Saturday, June 20, 2020

Apple and the ARM Transition

I didn't have any particular posts planned for this week, but as is often the case, the news offered a useful topic: Apple's upcoming ARM transition.


For years now, people have been discussing the possibility of Apple moving to ARM processors for their desktops and laptops.  Their mobile devices have been ARM from the beginning, and with Apple's modern phone processors giving Intel's x86 offerings a solid competitor, it's been an obvious question - but just an interesting one, until recently the rumors solidified and it sounds like this is a thing that's going to happen.

I know my way around some deep processor weeds, so this has been interesting to me.  There's a ton of uninformed garbage on the internet, as usual, so I'll offer my attempt to clarify things!

And as of Monday, I'll probably be proven mostly wrong...


x86?  ARM?  Power? 68k?  Huh?

If (when?) Apple makes this change, it's going to be their third major ISA (Instruction Set Architecture) transition in their history (68k -> PPC, PPC -> Intel, Intel -> ARM) - making them pretty much the only consumer hardware company to regularly change their processor architecture, and certainly the largest to pull it off regularly.

The instruction set is, at nearly the lowest level, the "language" that your processor speaks.  It defines the opcodes that execute on the very guts of the processor, and there have been quite a few of them throughout the history of computing.  Adding two numbers, loading a value from memory, deciding which instruction to execute next, talking to external hardware devices - all of this is defined by the ISA.
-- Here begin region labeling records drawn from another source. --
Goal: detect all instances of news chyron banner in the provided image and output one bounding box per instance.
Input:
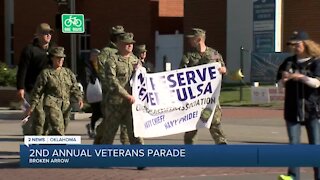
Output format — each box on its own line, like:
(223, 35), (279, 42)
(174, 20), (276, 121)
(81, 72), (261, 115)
(132, 63), (221, 138)
(20, 142), (320, 168)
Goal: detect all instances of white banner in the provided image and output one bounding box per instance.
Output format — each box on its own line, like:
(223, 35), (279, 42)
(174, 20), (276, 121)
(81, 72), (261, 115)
(132, 63), (221, 137)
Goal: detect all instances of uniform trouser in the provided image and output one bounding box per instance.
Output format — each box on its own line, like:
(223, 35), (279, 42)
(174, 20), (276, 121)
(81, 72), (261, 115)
(286, 119), (320, 180)
(22, 93), (48, 136)
(100, 95), (130, 145)
(94, 104), (143, 144)
(90, 102), (103, 130)
(184, 105), (227, 144)
(44, 101), (71, 135)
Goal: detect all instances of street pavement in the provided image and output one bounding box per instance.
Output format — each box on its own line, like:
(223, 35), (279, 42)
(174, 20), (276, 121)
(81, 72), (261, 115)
(0, 107), (313, 180)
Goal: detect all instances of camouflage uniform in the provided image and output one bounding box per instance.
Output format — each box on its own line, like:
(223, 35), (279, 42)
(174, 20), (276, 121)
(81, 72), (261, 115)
(180, 28), (227, 144)
(95, 26), (129, 144)
(22, 93), (48, 136)
(94, 33), (143, 144)
(30, 47), (83, 135)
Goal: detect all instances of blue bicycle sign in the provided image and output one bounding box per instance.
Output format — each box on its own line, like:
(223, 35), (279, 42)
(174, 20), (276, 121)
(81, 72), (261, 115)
(61, 14), (84, 33)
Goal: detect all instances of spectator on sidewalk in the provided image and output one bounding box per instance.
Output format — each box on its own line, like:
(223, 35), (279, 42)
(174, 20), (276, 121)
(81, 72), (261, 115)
(17, 23), (54, 135)
(277, 31), (320, 180)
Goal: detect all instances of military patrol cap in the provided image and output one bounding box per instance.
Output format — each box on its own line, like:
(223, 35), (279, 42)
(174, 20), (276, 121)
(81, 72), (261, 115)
(118, 33), (136, 44)
(287, 31), (309, 45)
(110, 25), (125, 35)
(36, 23), (54, 34)
(186, 28), (206, 38)
(49, 46), (66, 57)
(134, 44), (147, 54)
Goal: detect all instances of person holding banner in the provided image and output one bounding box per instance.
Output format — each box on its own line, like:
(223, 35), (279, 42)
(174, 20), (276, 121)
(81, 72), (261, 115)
(95, 25), (129, 144)
(86, 49), (102, 138)
(27, 47), (83, 135)
(17, 23), (54, 135)
(95, 33), (143, 144)
(180, 28), (227, 144)
(277, 31), (320, 180)
(133, 44), (153, 73)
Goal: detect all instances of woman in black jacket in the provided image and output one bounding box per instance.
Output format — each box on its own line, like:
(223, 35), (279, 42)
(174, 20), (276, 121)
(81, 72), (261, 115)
(277, 31), (320, 180)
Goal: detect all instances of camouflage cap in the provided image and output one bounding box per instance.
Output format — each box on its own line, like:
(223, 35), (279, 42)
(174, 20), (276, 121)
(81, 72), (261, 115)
(110, 25), (125, 35)
(36, 23), (54, 34)
(134, 44), (147, 54)
(49, 46), (66, 57)
(118, 33), (136, 44)
(186, 28), (206, 38)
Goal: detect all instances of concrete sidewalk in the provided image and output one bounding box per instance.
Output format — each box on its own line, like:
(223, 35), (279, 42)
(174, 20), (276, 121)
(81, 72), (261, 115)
(0, 107), (91, 120)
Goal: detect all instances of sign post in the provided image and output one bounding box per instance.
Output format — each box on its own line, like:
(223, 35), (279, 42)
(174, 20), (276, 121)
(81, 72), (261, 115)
(61, 14), (85, 33)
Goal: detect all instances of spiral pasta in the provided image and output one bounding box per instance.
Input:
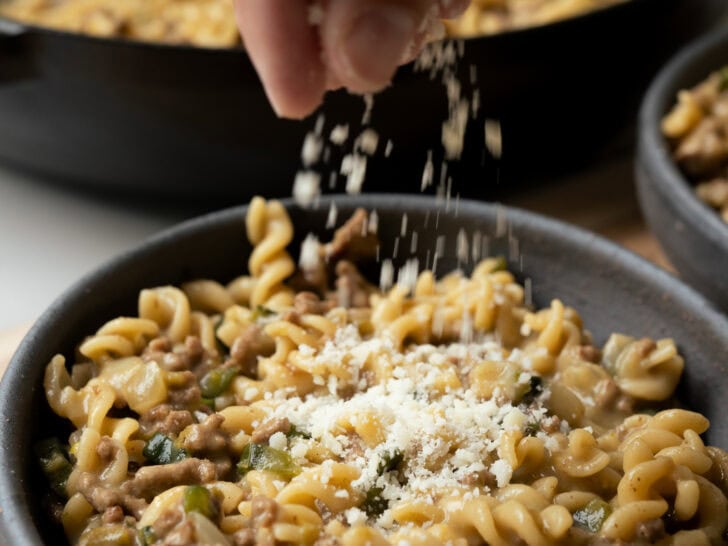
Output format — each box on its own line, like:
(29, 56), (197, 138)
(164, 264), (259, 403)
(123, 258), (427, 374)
(38, 199), (728, 546)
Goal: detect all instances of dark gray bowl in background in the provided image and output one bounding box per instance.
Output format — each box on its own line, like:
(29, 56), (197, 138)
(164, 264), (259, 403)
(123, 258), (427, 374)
(0, 0), (728, 204)
(0, 195), (728, 546)
(636, 28), (728, 311)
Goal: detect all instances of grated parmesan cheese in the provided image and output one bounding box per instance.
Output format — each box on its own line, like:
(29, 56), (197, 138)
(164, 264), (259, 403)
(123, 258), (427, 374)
(293, 171), (321, 207)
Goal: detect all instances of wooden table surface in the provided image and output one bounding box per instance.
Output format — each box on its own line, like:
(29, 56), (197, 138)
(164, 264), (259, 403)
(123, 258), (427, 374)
(0, 162), (671, 374)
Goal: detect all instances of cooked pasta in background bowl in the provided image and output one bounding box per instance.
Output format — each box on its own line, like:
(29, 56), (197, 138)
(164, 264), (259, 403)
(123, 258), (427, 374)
(0, 0), (728, 200)
(0, 196), (728, 546)
(637, 29), (728, 310)
(445, 0), (629, 38)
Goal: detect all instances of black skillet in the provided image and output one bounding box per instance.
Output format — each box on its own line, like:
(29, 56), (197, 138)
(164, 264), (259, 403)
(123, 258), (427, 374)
(0, 0), (726, 202)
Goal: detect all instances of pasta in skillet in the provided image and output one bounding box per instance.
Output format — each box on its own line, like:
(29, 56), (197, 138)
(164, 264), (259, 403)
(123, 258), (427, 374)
(0, 0), (240, 47)
(0, 0), (627, 47)
(38, 198), (728, 546)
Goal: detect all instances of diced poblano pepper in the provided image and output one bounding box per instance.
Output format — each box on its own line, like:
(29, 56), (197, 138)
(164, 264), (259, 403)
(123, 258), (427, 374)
(377, 449), (404, 476)
(35, 438), (73, 498)
(238, 442), (301, 480)
(360, 487), (389, 518)
(182, 485), (218, 520)
(573, 499), (612, 533)
(142, 432), (187, 464)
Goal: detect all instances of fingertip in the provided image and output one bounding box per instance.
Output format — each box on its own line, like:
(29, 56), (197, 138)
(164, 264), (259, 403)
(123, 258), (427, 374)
(322, 0), (422, 93)
(235, 0), (326, 119)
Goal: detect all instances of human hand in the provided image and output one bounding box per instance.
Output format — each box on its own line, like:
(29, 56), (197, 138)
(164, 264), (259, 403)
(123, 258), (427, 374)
(234, 0), (469, 118)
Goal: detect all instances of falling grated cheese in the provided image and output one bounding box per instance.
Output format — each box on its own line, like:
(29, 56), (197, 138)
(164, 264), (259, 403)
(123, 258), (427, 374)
(298, 233), (321, 271)
(293, 171), (321, 207)
(253, 324), (546, 527)
(301, 133), (324, 167)
(329, 124), (349, 146)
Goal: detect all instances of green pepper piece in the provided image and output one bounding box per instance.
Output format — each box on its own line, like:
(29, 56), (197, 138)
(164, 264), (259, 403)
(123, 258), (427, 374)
(515, 375), (543, 406)
(718, 65), (728, 92)
(490, 256), (508, 273)
(573, 499), (612, 533)
(523, 421), (541, 436)
(142, 432), (187, 464)
(212, 317), (230, 355)
(286, 425), (311, 440)
(377, 449), (404, 476)
(238, 442), (301, 480)
(200, 397), (215, 411)
(139, 525), (157, 546)
(251, 305), (276, 322)
(200, 366), (240, 398)
(182, 485), (218, 520)
(361, 487), (389, 518)
(35, 438), (73, 499)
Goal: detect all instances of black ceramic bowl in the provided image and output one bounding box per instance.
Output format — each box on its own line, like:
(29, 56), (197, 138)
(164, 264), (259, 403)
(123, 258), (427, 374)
(0, 195), (728, 546)
(637, 28), (728, 311)
(0, 0), (726, 203)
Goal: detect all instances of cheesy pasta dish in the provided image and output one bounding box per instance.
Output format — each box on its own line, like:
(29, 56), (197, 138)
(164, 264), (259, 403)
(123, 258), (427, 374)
(662, 66), (728, 223)
(37, 198), (728, 546)
(0, 0), (240, 47)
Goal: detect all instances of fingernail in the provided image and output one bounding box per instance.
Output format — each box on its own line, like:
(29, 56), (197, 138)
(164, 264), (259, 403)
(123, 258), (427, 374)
(338, 4), (416, 92)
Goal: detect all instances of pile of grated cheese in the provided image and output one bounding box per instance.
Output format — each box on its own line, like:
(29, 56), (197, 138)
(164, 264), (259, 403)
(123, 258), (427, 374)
(258, 325), (549, 529)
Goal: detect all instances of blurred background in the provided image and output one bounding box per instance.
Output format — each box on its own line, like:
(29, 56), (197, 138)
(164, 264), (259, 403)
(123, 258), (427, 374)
(0, 0), (727, 332)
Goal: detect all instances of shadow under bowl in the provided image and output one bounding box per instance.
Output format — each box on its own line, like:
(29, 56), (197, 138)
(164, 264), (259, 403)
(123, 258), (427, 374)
(0, 0), (728, 204)
(0, 195), (728, 546)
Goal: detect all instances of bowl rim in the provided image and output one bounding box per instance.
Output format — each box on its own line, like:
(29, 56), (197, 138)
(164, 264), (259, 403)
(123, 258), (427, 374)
(0, 0), (658, 57)
(637, 28), (728, 246)
(0, 194), (728, 545)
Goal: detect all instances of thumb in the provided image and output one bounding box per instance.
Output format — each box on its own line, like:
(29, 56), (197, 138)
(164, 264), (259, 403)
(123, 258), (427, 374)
(321, 0), (438, 93)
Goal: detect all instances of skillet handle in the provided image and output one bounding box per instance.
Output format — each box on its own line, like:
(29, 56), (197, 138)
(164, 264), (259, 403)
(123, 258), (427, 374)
(0, 17), (30, 84)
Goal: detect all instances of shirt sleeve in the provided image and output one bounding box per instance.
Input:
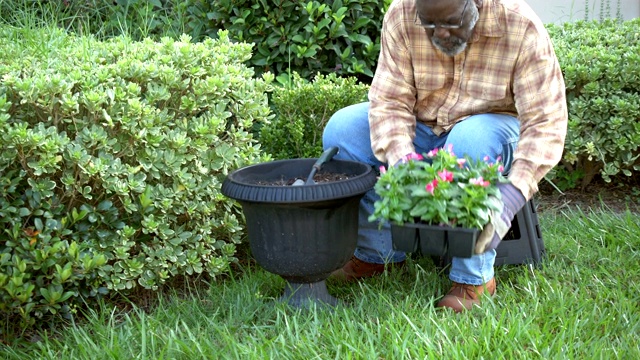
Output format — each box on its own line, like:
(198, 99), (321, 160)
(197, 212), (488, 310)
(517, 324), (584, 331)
(509, 24), (568, 199)
(369, 6), (416, 164)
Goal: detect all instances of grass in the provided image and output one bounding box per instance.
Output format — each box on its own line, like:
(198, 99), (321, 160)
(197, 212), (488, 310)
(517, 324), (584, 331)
(0, 209), (640, 359)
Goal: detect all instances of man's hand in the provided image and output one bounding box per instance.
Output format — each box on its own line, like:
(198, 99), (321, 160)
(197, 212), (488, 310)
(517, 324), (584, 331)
(476, 183), (526, 254)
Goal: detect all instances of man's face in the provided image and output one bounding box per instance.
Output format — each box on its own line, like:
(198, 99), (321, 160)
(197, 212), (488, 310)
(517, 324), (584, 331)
(416, 0), (480, 56)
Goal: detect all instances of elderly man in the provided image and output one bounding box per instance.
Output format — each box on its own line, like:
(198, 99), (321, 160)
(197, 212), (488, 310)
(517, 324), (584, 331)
(323, 0), (567, 312)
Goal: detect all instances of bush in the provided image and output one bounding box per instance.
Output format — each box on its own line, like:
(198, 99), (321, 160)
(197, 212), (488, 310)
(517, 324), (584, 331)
(0, 27), (273, 330)
(548, 19), (640, 187)
(189, 0), (391, 79)
(260, 73), (369, 159)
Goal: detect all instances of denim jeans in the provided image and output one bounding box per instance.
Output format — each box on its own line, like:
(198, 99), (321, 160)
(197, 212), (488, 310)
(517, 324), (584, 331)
(322, 102), (520, 285)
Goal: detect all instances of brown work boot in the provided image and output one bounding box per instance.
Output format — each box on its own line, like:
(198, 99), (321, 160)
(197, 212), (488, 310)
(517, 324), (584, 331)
(436, 278), (496, 313)
(329, 256), (405, 282)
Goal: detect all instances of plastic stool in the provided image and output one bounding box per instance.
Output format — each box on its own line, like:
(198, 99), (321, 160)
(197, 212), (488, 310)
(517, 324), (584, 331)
(428, 199), (546, 268)
(495, 200), (546, 266)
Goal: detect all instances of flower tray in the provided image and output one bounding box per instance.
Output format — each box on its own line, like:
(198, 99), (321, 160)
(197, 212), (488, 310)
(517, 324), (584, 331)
(391, 223), (480, 258)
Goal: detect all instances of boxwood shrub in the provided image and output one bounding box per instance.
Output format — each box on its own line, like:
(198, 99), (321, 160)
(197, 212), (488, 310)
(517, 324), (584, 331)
(260, 72), (369, 159)
(548, 19), (640, 188)
(0, 28), (273, 325)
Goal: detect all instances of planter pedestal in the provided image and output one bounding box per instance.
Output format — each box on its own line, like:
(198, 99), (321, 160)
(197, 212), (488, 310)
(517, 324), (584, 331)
(222, 159), (376, 307)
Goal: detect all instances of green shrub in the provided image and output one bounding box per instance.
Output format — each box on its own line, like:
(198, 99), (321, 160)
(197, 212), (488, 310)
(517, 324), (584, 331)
(260, 73), (369, 159)
(0, 27), (273, 330)
(548, 19), (640, 186)
(188, 0), (391, 79)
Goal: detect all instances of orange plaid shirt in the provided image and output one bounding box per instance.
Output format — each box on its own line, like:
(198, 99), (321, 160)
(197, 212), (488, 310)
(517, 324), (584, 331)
(369, 0), (568, 199)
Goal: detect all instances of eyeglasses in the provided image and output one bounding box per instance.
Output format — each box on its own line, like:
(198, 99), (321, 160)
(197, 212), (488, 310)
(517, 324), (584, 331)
(413, 0), (469, 29)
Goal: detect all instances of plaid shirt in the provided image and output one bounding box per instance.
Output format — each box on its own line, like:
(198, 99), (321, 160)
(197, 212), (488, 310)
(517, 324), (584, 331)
(369, 0), (568, 199)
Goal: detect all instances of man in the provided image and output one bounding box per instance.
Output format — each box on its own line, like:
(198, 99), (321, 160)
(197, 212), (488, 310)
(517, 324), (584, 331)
(323, 0), (567, 312)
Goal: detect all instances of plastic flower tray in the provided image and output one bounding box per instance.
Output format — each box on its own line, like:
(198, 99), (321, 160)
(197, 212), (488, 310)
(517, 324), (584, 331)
(391, 223), (480, 258)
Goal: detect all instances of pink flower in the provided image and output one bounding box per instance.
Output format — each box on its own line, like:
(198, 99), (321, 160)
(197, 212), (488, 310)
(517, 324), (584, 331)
(469, 176), (491, 187)
(425, 179), (438, 195)
(438, 169), (453, 182)
(447, 144), (455, 155)
(400, 152), (424, 164)
(427, 148), (440, 157)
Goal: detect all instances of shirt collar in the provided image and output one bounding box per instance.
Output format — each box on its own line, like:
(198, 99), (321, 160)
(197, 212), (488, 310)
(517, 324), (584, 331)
(470, 0), (505, 42)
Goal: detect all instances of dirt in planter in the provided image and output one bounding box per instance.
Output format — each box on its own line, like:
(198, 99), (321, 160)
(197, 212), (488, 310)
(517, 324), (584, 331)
(256, 172), (352, 186)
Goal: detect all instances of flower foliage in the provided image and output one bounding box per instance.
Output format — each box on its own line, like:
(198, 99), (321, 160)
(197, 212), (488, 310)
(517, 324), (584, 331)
(369, 146), (506, 228)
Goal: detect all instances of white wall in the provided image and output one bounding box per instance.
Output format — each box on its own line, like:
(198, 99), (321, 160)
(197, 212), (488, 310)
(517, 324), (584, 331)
(525, 0), (640, 23)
In the modern world of end user computing, there are only two that matter, though: ARM and x86 (sorry, RISC-V, you're just not there yet).  Up until recently, the division was simple.  x86 processors (Intel and AMD) ran desktops, laptops, and servers.  ARM processors ran phones, tablets, printers, and just about everything else.

Except for a few loons (like me) who insisted against all reason on making little ARM small board computers to function as desktops, this was how things worked.  But not anymore!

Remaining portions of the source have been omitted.